The current protocol in use at our local Bariatric Surgery Center utilizes four doses commercially available VLED daily and the duration varies between 1 and 3 weeks based on liver size and BMI. We have adapted this for the purposes of the present trial as presented in Additional file 1. To standardize the approach for non-bariatric surgery, we propose an intervention period of 3 weeks. In our systematic review of preoperative VLEDs prior to non-bariatric surgery, 95% CIs for weight loss resulting from programs lasting between 3 and 8 weeks overlapped significantly [24]. This plateau coupled with time constraints for the preoperative waiting period for certain patient populations (e.g., cancer patients), served as reasoning for our 3-week intervention period. Our systematic review identified protocols varying from 0.46 to 26 weeks that were safe and efficacious, and thus we are confident that our intervention period is appropriate [24]. In our systematic review and meta-analysis, Optifast® was the most commonly studied VLED liquid formulation (35.7% of included studies) and daily target caloric intake ranged from 450 to 1400 kcal per day [24].

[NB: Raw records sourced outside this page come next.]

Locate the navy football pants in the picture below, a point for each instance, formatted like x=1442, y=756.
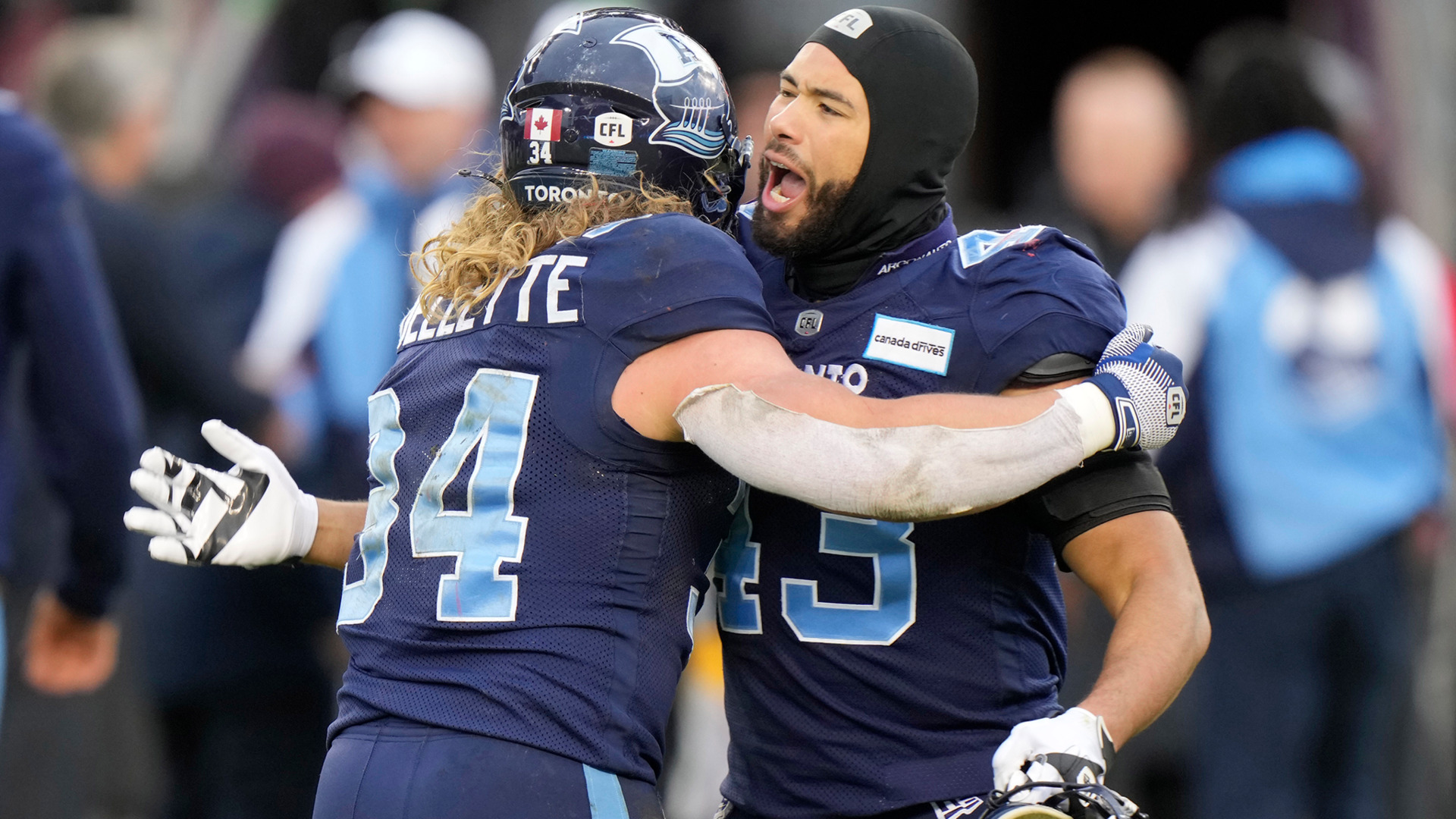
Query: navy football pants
x=402, y=770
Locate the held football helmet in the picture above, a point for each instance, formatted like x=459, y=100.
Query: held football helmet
x=1072, y=802
x=625, y=96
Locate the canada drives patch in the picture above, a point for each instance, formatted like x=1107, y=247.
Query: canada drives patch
x=910, y=344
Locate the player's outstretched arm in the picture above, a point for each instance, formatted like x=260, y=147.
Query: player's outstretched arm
x=905, y=460
x=253, y=515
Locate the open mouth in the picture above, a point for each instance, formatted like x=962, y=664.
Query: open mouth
x=785, y=187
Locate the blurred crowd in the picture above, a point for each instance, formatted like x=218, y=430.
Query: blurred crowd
x=253, y=177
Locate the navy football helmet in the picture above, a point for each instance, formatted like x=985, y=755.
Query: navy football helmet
x=1072, y=802
x=625, y=96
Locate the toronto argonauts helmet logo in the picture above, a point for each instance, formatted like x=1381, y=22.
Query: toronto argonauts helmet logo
x=693, y=123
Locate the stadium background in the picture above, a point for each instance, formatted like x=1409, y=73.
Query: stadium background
x=99, y=755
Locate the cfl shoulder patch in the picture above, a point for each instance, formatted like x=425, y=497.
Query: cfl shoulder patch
x=968, y=808
x=910, y=344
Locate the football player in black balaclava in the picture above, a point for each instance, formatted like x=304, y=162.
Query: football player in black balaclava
x=870, y=174
x=915, y=684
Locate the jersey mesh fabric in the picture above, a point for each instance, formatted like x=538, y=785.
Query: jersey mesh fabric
x=833, y=729
x=618, y=526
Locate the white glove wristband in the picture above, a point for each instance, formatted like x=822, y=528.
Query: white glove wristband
x=1098, y=425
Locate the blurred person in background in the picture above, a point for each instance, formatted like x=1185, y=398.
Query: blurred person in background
x=240, y=707
x=1288, y=290
x=340, y=279
x=1120, y=142
x=1120, y=148
x=58, y=325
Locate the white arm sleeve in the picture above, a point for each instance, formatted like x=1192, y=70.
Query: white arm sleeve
x=893, y=472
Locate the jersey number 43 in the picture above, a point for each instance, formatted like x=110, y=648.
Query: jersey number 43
x=484, y=535
x=877, y=623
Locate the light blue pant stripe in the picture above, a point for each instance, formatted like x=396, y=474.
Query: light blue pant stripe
x=5, y=651
x=604, y=795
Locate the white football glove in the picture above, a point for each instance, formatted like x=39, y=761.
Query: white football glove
x=1069, y=748
x=253, y=515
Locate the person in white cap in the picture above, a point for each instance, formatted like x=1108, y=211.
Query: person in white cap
x=340, y=280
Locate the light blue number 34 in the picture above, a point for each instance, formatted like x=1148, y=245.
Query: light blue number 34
x=492, y=423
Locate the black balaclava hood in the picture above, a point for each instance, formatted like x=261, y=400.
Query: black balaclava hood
x=921, y=85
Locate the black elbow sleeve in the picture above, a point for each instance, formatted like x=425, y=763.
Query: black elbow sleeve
x=1106, y=487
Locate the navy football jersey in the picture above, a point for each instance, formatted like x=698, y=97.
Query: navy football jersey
x=877, y=665
x=530, y=566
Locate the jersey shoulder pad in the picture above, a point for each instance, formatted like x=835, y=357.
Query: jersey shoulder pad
x=657, y=264
x=1040, y=297
x=982, y=245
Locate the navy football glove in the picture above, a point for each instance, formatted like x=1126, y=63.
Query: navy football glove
x=1144, y=384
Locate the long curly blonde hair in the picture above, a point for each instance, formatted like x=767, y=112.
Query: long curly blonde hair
x=497, y=237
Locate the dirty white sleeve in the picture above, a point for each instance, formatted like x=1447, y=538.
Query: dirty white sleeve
x=893, y=472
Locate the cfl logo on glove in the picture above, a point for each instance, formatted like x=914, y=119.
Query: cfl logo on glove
x=1177, y=406
x=1126, y=423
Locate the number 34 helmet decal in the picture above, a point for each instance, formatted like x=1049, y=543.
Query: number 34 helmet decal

Adherence to a preoperative 2-to-3-week regimen of preoperative VLED prior to bariatric surgery ranges from 80 to 90% [27, 28]. In our systematic review and meta-analysis evaluating the use of VLEDs in non-bariatric surgery, reported adherence ranged from 94 to 100% among the included studies, with much longer durations of intervention (0.46–24 weeks) [24]. We anticipate adherence in this study will be similar and range between 80 and 100%. To increase adherence with the study medication, we will cover the cost of the VLED and have patients complete a diet diary.

Control group (counseling alone)

The control group patients will receive the pre-existing standard of preoperative care, which may include counseling for weight loss without prescription of a specific preoperative weight loss intervention, as this is meant to be a pragmatic trial. Currently, there are no standardized interventions aimed at optimizing obese patients prior to undergoing non-bariatric surgery. Briefly, counseling may consist of the surgeon, at the time of the preoperative clinic visit, discussing weight loss strategies such as decreased caloric intake and increased physical activity. Patients will not receive prescriptions for preoperative VLEDs, any other weight loss supplement, or any physical activity intervention aimed at promoting weight loss prior to surgery. Patients will keep self-report diaries of their dietary intake and activity levels.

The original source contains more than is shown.